Lily Collins revives mesh ballet flats in Mykonos styling
Lily Collins gave mesh ballet flats a holiday-ready argument in Mykonos, pairing a light beige Alaïa-style pair with a summer dress and making the trend feel sharper than flat sandals.

Lily Collins has a way of making a shoe look less like a trend piece and more like a decision. In Mykonos, while filming Emily in Paris Season 6, she wore a light beige pair of mesh ballet flats with a classic summer dress, and the combination did exactly what the best warm-weather dressing should do: it looked easy, polished and just a little unexpected.
That matters because mesh flats are no longer the divisive fashion insider shoe they were in 2023. Back then, the look split opinion. Now it reads as one of the clearest alternatives to the season’s minimalist sandals, especially for anyone who wants something lighter and more interesting without giving up the neatness of a flat. The appeal is practical as much as aesthetic. Mesh construction feels airier than leather, the low profile works with everything from slip dresses to hem-skimming sundresses, and the transparency gives the shoe a holiday feel that still survives a city sidewalk.
Collins’s pair appeared to be Alaïa’s fishnet ballet flats, one of the labels’ best-known versions of the style and still a strong signal shoe in fashion circles. Alaïa currently sells related fishnet ballerina styles, including a low-vamp pair priced at $800 and another version at $990. That price bracket keeps the trend firmly in luxury territory, but the silhouette itself has clearly moved beyond novelty. It is the kind of item that can sell an entire idea of summer dressing in one glance: less heavy than a pump, less ordinary than a sandal, and far more finished than a flip-flop.
The Mykonos setting amplified the effect. Collins was photographed on a day off in Greece, and the Emily in Paris connection only sharpened the image. The series has long been a reliable engine for highly watchable clothes and footwear moments, and Collins has been wearing mesh ballet flats for at least two years, including black Alaïa versions during Emily in Paris promotion in 2024 before returning to the look in Greece in 2026.

That longevity is what makes the revival feel commercially different from earlier ballet-flat waves.

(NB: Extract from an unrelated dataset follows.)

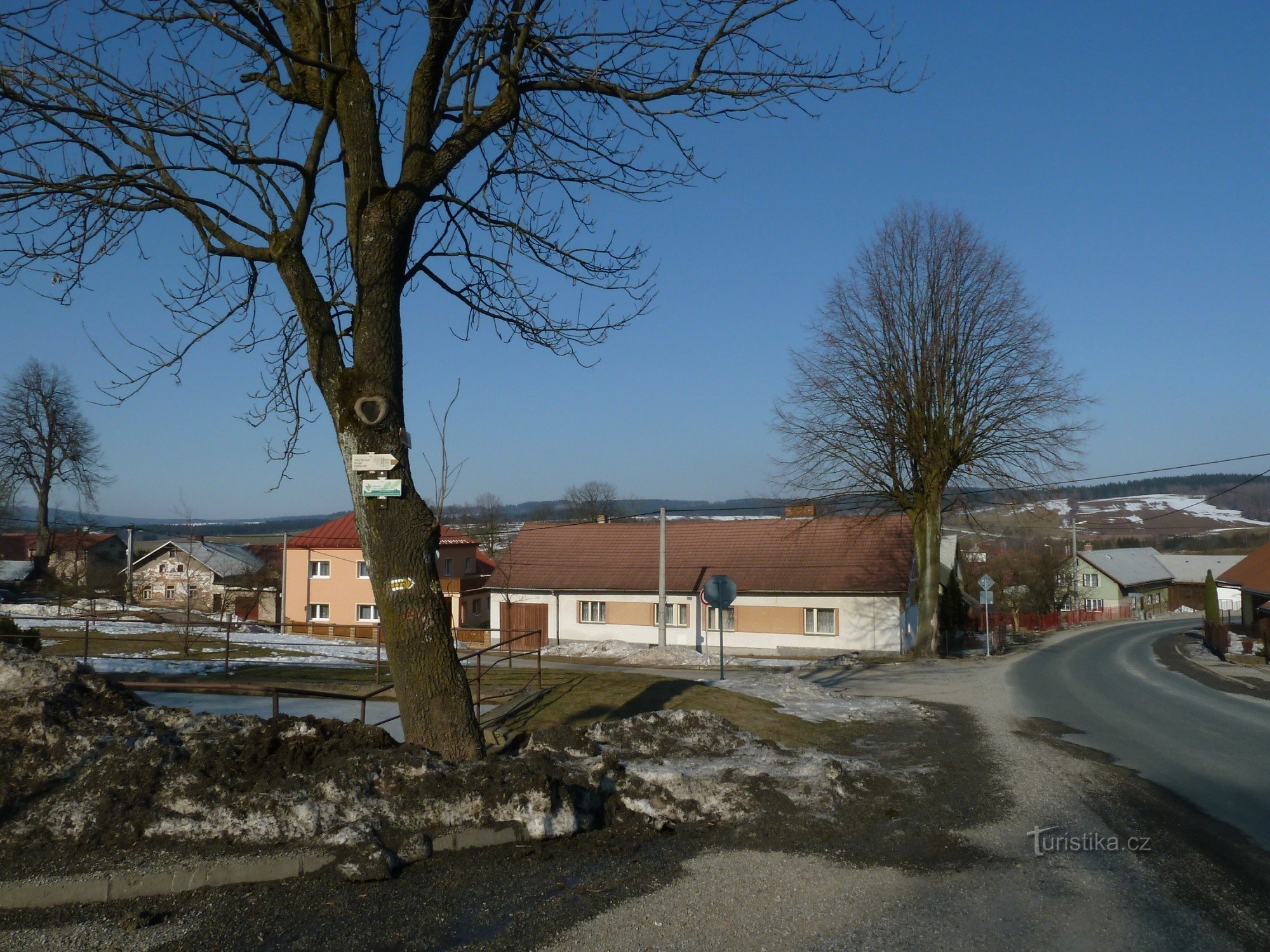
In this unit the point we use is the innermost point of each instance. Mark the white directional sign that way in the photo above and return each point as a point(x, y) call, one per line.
point(374, 463)
point(380, 489)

The category has expanded into mesh, jelly, sneakerina, perforated, strap, ribbon and embellished versions, and 2025 and 2026 coverage has kept ballet flats firmly in the conversation. Collins’s Mykonos outing suggests the shoe’s next life is not about nostalgia. It is about a flatter, softer, more travel-ready kind of polish that looks right from a resort terrace to a city dinner.
This article was produced by Prism’s automated news system from verified source data, official records, and press releases, then run through automated quality and moderation checks before publishing. The system is built and supervised by the people who set the standards it runs under. Read our full AI policy.